Introduction

In this lab, we will go step-by-step through points that are necessary to create some nice-looking plots.

Generating data

First, we will produce some random data that we will later plot. Make a data frame with

20 random coordinates (x,y): y coming from N(0,1) – normal distribution with mean=0 and sd=1
radius r for each data point, r coming from N(0,1).
The x coord takes random values from 1 to 25 and
Each point (row of the data frame) has a name ind1 … ind25,

First, look at the defaults:

plot the data in the simplest possible way.

Click to see how


      #20 random datapoints
      x <- sample(c(1:25), size=20, replace=T)
      y <- rnorm(n=20, mean=0, sd=1) # sample from normal
      r <- rnorm(n=20, mean=0, sd=1) # radius from normal
      names <- paste("ind", 1:20, sep="") # assign some names
      data <- data.frame(cbind(X=x,Y=y, R=r), row.names=names)
      plot(data[,1:2], cex=data$R)

Generating plot step-by-step

As you see, the points are displayed in a simple way, axes are set automatically, the radius is not reflected on the plot in any way (3rd dimension).

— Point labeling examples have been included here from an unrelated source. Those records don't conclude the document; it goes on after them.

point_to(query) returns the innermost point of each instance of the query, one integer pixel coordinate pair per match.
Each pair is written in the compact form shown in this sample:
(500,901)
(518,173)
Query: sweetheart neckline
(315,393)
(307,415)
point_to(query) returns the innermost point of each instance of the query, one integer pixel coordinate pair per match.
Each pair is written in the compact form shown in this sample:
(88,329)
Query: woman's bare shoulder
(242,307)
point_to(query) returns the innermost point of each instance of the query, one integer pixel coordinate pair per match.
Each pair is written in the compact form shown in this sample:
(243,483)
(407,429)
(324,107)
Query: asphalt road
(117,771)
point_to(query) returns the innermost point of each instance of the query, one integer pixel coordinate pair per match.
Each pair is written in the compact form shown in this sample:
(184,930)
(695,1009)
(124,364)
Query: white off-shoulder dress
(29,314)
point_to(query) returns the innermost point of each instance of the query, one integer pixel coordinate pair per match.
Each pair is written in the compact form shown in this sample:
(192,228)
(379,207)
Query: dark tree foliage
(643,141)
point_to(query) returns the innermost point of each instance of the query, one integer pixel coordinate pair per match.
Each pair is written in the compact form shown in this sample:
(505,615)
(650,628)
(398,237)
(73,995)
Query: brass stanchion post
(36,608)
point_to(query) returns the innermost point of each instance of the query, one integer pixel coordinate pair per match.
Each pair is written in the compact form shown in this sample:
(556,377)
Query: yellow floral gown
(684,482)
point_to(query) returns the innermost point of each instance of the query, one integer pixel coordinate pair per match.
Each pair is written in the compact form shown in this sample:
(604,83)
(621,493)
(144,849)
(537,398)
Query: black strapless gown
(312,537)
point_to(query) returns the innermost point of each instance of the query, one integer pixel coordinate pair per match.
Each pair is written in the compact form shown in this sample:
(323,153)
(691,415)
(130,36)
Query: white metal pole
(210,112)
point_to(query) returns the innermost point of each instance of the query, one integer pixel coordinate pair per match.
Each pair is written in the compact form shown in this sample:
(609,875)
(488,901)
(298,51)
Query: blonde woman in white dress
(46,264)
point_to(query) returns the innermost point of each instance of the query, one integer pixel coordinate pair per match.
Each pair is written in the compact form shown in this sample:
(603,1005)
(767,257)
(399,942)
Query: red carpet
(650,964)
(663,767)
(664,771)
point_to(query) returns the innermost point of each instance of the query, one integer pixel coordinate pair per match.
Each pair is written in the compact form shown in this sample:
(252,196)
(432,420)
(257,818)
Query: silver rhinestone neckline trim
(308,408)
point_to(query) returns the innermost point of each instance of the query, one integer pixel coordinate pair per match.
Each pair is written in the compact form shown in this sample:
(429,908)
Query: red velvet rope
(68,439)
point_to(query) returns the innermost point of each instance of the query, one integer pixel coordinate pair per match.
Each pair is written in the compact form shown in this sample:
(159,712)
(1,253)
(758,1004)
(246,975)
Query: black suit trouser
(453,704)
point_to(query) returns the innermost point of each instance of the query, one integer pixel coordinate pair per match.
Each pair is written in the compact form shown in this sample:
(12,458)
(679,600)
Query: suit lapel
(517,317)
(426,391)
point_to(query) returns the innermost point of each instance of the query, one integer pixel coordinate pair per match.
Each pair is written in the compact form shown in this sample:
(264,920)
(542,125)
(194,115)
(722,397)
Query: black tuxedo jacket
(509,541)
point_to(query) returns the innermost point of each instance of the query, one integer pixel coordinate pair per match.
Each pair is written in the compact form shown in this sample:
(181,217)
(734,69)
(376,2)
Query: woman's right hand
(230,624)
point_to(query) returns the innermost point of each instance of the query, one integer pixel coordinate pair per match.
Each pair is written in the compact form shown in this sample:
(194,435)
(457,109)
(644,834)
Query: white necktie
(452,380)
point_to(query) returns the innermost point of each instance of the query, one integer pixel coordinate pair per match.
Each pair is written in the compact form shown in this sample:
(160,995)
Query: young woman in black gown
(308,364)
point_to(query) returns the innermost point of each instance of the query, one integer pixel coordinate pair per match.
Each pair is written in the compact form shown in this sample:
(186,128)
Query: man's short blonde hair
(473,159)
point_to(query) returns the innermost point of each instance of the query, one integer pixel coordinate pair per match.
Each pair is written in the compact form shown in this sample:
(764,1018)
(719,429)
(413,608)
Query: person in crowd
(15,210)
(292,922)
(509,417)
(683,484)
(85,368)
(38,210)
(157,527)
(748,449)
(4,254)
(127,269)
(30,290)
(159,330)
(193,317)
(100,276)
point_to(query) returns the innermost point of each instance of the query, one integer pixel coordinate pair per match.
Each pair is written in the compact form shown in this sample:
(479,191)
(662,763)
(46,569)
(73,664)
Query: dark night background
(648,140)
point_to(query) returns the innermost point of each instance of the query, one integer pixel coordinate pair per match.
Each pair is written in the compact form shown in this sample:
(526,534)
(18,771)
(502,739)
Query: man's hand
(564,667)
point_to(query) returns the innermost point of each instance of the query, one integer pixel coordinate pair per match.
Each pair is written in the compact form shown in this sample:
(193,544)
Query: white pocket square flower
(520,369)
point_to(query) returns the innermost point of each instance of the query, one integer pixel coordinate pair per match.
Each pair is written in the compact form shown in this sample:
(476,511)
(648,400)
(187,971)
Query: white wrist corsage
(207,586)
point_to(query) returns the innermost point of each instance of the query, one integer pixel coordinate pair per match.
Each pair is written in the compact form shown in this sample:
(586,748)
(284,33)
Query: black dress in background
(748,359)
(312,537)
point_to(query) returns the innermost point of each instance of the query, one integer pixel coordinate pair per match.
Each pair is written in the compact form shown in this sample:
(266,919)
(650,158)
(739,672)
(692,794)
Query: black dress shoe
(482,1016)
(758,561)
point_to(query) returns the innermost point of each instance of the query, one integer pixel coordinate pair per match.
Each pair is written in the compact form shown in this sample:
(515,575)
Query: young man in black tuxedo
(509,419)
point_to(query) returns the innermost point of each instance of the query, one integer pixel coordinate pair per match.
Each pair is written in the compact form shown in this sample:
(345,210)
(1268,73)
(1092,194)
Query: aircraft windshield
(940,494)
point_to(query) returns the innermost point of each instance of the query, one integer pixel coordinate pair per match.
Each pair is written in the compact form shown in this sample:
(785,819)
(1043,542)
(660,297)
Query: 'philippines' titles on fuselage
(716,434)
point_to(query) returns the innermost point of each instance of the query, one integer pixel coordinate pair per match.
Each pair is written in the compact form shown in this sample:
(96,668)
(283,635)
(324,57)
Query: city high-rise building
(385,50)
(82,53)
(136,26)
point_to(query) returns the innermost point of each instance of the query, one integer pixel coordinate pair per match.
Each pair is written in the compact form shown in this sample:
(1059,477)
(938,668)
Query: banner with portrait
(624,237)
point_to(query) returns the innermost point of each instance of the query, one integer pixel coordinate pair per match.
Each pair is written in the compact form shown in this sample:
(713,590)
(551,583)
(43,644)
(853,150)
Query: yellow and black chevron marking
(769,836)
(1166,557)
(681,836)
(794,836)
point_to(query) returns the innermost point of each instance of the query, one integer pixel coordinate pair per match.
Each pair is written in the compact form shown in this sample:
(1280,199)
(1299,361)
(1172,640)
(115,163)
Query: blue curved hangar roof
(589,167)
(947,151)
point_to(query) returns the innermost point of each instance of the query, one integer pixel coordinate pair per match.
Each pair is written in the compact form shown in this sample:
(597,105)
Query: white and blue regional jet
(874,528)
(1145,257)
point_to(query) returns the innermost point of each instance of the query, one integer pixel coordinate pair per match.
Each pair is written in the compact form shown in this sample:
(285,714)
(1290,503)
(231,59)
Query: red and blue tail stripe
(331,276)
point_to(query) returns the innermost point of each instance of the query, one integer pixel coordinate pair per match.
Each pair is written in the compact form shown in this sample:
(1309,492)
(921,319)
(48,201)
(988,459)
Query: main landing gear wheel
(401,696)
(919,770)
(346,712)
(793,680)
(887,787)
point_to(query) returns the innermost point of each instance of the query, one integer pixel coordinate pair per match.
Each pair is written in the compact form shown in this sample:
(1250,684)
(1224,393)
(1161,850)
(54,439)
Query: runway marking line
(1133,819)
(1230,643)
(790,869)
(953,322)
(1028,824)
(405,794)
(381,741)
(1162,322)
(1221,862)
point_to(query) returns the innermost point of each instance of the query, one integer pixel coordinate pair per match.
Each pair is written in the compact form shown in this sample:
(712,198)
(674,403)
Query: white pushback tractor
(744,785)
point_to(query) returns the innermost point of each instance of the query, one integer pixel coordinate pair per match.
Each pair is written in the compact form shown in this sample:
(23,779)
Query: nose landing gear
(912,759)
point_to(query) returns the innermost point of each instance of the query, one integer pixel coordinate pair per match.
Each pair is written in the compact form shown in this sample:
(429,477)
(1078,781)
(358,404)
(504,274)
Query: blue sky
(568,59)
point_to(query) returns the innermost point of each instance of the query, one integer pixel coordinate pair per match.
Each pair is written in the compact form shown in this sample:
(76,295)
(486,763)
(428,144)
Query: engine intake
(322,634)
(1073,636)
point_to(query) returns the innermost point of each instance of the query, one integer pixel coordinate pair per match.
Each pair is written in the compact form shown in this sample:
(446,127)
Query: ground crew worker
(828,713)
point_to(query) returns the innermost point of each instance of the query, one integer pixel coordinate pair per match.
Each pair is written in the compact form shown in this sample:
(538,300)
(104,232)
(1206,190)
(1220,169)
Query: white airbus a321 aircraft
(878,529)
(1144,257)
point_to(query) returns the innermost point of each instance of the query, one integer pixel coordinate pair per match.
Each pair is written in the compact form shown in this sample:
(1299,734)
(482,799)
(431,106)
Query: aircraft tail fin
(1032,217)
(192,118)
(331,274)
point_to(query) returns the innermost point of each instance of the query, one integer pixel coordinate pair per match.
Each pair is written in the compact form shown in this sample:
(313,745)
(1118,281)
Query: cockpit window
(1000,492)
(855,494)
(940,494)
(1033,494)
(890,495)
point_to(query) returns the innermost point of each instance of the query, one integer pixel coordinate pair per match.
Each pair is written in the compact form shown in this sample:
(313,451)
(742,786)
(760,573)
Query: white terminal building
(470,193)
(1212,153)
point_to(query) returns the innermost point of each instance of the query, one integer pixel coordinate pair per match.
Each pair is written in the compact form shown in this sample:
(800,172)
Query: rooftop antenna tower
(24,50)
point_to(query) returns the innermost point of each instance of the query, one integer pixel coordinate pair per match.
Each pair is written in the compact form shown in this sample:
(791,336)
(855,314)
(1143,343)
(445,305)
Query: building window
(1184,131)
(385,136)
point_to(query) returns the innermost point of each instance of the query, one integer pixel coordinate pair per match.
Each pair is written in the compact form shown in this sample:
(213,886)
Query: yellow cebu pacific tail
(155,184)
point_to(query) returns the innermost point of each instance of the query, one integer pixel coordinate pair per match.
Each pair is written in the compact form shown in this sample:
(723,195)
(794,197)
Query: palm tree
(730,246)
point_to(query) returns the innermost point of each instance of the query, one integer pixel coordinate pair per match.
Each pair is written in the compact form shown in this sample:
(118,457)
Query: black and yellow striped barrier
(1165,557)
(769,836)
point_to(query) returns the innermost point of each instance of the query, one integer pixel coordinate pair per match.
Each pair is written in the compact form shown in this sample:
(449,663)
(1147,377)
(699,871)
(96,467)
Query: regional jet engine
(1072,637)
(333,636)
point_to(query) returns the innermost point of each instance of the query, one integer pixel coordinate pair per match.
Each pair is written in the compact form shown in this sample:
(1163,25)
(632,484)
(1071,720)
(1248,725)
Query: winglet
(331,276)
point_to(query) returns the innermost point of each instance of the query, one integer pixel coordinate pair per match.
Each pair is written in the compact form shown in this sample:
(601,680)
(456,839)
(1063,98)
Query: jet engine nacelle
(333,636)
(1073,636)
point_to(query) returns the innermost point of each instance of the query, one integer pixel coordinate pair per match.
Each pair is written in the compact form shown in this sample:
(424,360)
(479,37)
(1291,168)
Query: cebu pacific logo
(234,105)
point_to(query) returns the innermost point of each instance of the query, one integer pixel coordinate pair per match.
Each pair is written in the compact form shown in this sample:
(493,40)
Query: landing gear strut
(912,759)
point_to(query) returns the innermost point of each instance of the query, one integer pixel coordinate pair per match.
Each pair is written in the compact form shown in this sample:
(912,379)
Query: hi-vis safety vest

build the plot from scratch, begin by displaying no points.
Click to see how
```
      plot(data[,1:2], type='n')

  
```
we still got a box around the plot and axes, we do not want these either, remove these elements from the previous plot.
Click to see how
```
      plot(data[,1:2], type='n',xaxt='n', yaxt='n',
      xlab="", ylab="", frame.plot=F)
  
```

create X and Y axis so that they cover the whole range of x and y. Make axis text slightly smaller, 70% of the default. For the Y axis, set 10 equidistant tickmarks and set labels to their values rounded to two decimals. Turn the labels, so that they are parallel to the OX axis.

Click to see how


      #Create X axis
      coords.x <- seq(min(data$X),max(data$X), by=1)
      axis(side=1, # 1-bottom, 2-left, 3-top, 4-right
      at=coords.x, # coordinates for tickmarks
      cex.axis=.7 # make labels smaller
      )
      #Create Y axis
      #we want 10 tickmarks along the data range
      coords.y <- seq(min(data$Y), max(data$Y), length.out=10)
      #and our labels will be the rounded values of y
      labels.y <- round(coords.y, digits=2)
      axis(side=2,
      at=coords.y,
      labels=labels.y, # we want specific labels
      las=2 # turn the text so it is parallel to OX
      )

plot auxiliary lines (a grid) so that it is easier to read the plot. There should be a grey dashed line from each tickmark on both axes.
Click to see how
```
      abline(v=coords.x, col="darkgrey", lty=3)
      abline(h=coords.y, col="darkgrey", lty=3)
      #you could also use grid()
```

define a new mycol function that takes a color name and a transparency value as two arguments and returns the corresponding rgb color value. OPTIONAL – if it seems to difficult, look up the answer.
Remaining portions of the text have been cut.